Would this modification work perhaps?

block
    intrinsic trim

    if (trim_) then
        f_c_string = trim(string)//c_null_char
    else
        f_c_string = string//c_null_char
    end if

end block 
1 Like

Indeed, that works! Great trick.

Edit: in case someone wants to use this, here is the full version:
Edit 2: the default setting is supposed to be trim = .true..

function f_c_string(string,trim)
  use, intrinsic :: iso_c_binding, only: c_char,c_null_char
  implicit none
  character(len=*), intent(in) :: string
  logical, intent(in), optional :: trim

  character(kind=c_char,len=:), allocatable :: f_c_string
  logical :: trim_

  trim_ = .true.
  if (present(trim)) trim_ = trim

  block
    intrinsic trim
    if (trim_) then
      f_c_string = trim(string)//c_null_char
    else
      f_c_string = string//c_null_char
    end if
  end block
end function
2 Likes

What is the reason for a trim argument at all? If I want to trim trailing blanks before passing off to C, why not ask me to just pass in trim(string)?

The way I understand it, it is just convenience. According to the proposal the default behavior is to trim, giving the clean syntax f_c_string(string). If you don’t want to trim, you would do f_c_string(string,trim=.false.). I leave it to @sblionel to correct me if I am wrong.

Edit: corrected the name to f_c_string.

The latest proposal is https://j3-fortran.org/doc/year/19/19-197r3.txt with C_F_STRPOINTER and F_C_STRING (not C_F_STRING).

F_C_STRING (STRING [, ASIS])

Description: Copy a string with appended NUL

Class: Transformational function

STRING shall be a character scalar of default kind or of kind C_CHAR.

ASIS (optional) shall be a logical scalar.

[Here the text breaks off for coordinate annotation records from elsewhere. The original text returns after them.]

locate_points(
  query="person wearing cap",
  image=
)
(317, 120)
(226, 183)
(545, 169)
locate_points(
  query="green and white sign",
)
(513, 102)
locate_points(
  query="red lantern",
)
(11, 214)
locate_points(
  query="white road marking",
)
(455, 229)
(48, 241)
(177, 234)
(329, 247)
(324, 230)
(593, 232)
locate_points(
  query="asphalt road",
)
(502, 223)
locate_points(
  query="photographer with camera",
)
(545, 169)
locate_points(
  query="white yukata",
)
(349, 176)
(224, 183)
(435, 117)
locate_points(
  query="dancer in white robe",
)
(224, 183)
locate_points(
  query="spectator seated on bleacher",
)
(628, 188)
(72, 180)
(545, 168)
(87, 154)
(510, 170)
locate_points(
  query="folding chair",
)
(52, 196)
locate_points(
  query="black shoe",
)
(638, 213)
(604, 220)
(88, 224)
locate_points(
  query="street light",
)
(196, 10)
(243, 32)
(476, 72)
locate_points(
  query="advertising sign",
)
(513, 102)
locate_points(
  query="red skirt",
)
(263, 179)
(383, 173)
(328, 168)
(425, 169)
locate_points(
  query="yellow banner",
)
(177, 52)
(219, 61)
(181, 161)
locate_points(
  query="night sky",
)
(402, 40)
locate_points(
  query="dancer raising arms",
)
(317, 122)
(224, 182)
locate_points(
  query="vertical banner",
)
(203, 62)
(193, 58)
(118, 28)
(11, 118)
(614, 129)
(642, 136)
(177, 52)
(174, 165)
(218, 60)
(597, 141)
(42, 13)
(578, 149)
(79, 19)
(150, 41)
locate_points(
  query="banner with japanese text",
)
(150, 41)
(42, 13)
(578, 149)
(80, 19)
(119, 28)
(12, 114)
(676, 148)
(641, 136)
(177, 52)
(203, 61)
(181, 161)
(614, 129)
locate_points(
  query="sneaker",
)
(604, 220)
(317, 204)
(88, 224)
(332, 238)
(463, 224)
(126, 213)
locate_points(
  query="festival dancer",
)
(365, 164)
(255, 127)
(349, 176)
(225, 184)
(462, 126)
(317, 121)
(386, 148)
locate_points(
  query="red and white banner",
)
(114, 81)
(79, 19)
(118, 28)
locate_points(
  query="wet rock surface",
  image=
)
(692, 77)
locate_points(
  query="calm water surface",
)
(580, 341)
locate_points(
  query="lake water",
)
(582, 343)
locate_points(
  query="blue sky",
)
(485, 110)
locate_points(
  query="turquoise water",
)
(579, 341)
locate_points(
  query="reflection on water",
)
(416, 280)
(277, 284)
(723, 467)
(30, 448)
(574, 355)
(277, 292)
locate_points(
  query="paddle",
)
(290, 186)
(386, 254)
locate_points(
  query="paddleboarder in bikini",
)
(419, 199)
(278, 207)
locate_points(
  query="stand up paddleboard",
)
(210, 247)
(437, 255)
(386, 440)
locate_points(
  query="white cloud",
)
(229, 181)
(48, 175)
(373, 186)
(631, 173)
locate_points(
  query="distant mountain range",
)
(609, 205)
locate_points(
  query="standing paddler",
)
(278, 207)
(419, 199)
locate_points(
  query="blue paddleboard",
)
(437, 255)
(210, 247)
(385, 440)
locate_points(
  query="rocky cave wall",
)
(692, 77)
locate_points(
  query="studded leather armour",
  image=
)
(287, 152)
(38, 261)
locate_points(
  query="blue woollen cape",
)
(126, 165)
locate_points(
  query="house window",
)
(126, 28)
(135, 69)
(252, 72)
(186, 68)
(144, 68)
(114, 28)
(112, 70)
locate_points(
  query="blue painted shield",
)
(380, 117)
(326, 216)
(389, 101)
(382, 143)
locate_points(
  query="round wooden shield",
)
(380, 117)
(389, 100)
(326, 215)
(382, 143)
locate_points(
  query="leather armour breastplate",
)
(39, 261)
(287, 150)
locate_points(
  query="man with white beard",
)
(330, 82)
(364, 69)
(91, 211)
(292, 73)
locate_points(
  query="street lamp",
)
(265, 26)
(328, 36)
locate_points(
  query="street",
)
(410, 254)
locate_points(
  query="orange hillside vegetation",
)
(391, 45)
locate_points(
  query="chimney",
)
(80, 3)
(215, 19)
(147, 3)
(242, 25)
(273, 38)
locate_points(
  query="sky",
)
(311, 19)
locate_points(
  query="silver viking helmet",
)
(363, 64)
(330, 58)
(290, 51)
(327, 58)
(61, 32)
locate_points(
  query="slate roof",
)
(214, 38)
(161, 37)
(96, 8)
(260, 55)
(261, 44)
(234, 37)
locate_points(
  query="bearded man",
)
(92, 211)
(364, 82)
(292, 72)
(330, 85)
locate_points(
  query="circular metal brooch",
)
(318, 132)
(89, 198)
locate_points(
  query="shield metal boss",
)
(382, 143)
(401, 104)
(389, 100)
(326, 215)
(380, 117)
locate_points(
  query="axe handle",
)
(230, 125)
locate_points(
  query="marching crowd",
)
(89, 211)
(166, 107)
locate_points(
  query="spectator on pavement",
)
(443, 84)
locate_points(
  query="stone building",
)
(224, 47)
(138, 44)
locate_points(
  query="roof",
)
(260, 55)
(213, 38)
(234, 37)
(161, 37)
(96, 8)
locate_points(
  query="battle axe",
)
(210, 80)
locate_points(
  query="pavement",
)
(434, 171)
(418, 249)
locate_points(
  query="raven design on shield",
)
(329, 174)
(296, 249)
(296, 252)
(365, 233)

Result characteristics: The result is of type character with
the same kind type parameter as STRING.

Result value:

Case (i): If ASIS is not present or has the value false, the value
of the result is the value of TRIM(STRING)// CHAR(0,KIND(STRING)).
The length type parameter is one greater than the length
of STRING less the number of trailing blanks in STRING.

Case (ii): If ASIS is present with the value true, the
value of the result is the value of STRING with CHAR(0,KIND(STRING))
appended. The length type parameter of the result is one greater
than the length of STRING.

2 Likes

Oops, I’ve corrected my previous post to show the correct name. What does asis stand for?

Edit: nevermind, I got it - “as is”.